Thread

  1. Re: GNU/Hurd portability patches

    Alexander Lakhin <exclusion@gmail.com> — 2025-11-10T21:00:01Z

    10.11.2025 22:03, Thomas Munro wrote:
    > On Tue, Nov 11, 2025 at 8:00 AM Alexander Lakhin <exclusion@gmail.com> wrote:
    >> With this modification:
    >> @@ -137,7 +140,7 @@ pqsignal(int signo, pqsigfunc func)
    >>
    >>   #if !(defined(WIN32) && defined(FRONTEND))
    >>          act.sa_handler = func;
    >> -       sigemptyset(&act.sa_mask);
    >> +       sigfillset(&act.sa_mask);
    >>          act.sa_flags = SA_RESTART;
    >>
    >> I got 100 iterations passed (12 of them hanged) without that Assert
    >> triggered.
    > Interesting.  Perhaps a minimal program that installs a handler
    > assert(signo < 32) for both SIGUSR1 and SIGUSR2 might fail too, if
    > another program loops calling kill(the_other_one, rand() % 2 == 0 ?
    > SIGUSR1 : SIGUSR2), to support a bug report?
    
    Yeah, thank you for the idea! I will try it in the coming days.
    
    >> [lots of weird errors in a wide range of code]
    > I can't make much sense of these failures, but are you saying that
    > these only happen without that sigfillset(&act.sa_mask) change, that
    > is, when the signal implementation is misbehaving?  If so, I wonder if
    > the same bug in their signal handling might just be corrupting the
    > user stack sometimes even when the signal number assertion doesn't
    > trip.
    
    No, I think those failures are unrelated, I hit them just because I
    executed `make check` many times and some of them definitely occurred
    with the unmodified code. Now that I have a script that handles OS hangs
    and restores VM's disk automatically, I can run tests for hours and look
    for one failure or another if it can be helpful.
    
    >> On the assumption that this isn't a general bug, but just a timing issue
    >> (planning 'SELECT 1' isn't complicated), I see two possibilities:
    >>
    >> 1. Ignore the plan times, and replace SELECT 1 with SELECT
    >> pg_sleep(1e-6), similar to e849bd551. I guess this would reduce test
    >> coverage so likely not be great?
    >>
    >> 2. Make the query a bit more complicated so that the plan time is likely
    >> to be non-negligable.
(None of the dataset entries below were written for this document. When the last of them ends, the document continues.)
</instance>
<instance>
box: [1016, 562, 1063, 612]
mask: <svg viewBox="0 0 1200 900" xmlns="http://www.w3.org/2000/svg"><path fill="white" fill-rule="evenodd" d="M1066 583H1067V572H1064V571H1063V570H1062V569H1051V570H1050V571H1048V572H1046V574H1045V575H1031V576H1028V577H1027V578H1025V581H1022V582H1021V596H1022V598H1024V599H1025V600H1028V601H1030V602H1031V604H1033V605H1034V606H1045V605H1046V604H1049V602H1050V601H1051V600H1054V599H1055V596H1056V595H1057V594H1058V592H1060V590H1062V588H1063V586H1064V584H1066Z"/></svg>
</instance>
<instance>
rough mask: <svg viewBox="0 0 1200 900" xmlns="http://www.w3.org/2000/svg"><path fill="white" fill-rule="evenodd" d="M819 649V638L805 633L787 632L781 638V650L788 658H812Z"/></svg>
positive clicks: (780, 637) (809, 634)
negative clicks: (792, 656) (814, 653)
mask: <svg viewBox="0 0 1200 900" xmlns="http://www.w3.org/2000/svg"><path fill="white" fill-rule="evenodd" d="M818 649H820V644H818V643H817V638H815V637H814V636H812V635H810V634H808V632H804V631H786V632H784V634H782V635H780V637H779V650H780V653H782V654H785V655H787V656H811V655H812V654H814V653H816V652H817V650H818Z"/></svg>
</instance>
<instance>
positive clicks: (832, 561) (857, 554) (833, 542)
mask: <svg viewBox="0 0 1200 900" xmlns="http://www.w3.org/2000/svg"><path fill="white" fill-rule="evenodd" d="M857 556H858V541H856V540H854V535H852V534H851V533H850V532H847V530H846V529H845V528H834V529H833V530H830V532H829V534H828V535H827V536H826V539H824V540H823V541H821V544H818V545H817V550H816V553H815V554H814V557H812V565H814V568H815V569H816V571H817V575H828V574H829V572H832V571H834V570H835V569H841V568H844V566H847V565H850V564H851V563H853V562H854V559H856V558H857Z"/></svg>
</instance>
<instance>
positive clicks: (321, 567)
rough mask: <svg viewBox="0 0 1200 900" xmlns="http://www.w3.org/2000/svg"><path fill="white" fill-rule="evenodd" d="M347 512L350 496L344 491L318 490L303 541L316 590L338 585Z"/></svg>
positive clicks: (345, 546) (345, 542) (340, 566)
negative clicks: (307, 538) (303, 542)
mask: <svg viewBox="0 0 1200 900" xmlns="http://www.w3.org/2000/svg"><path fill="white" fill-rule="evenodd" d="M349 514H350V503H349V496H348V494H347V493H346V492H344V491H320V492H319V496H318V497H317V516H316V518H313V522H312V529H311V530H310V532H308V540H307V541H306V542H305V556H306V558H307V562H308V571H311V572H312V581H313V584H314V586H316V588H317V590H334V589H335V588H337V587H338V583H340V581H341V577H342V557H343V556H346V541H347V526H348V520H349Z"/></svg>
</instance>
I actually had to go quite a way to make it pretty
    >> failsafe, the attached made it fail less than 5 times out of 50000
    >> iterations, not sure whether that is acceptable or still considered
    >> flaky?
    > Wait, we have tests that fail if the clock doesn't advance?  Isn't
    > that just bogus?
    
    Yeah, we have, this was discussed (and one test was hardened) upthread.
    
    >> What concerns me is that there is also subscription.sql and maybe could
    >> be other test(s) that expect at least 1000ns (far from infinite) timer
    >> resolution. Probably it would make sense to define which timer resolution
    >> we consider acceptable for tests and then to check if Hurd can provide it.
    > Ah, I see, so that one is checking if the last reset time advanced to
    > check that something happened.  That also has the theoretical problem
    > that CLOCK_REALTIME can go backwards sometimes, due to ntpd
    > adjustments or whatever.  In the absence of a "reset_counter" column,
    > perhaps we could consider a kludge like x->reset_time =
    > Max(x->reset_time + 1ns, now), just to make sure the value always goes
    > up on reset, without having any noticeable effect on normal systems...
    
    AFAICS, those test cases use pg_clock_gettime_ns() with CLOCK_MONOTONIC
    (if defined, and it's really defined on Hurd), so it should not matter in
    this concrete case.
    
    Best regards,
    Alexander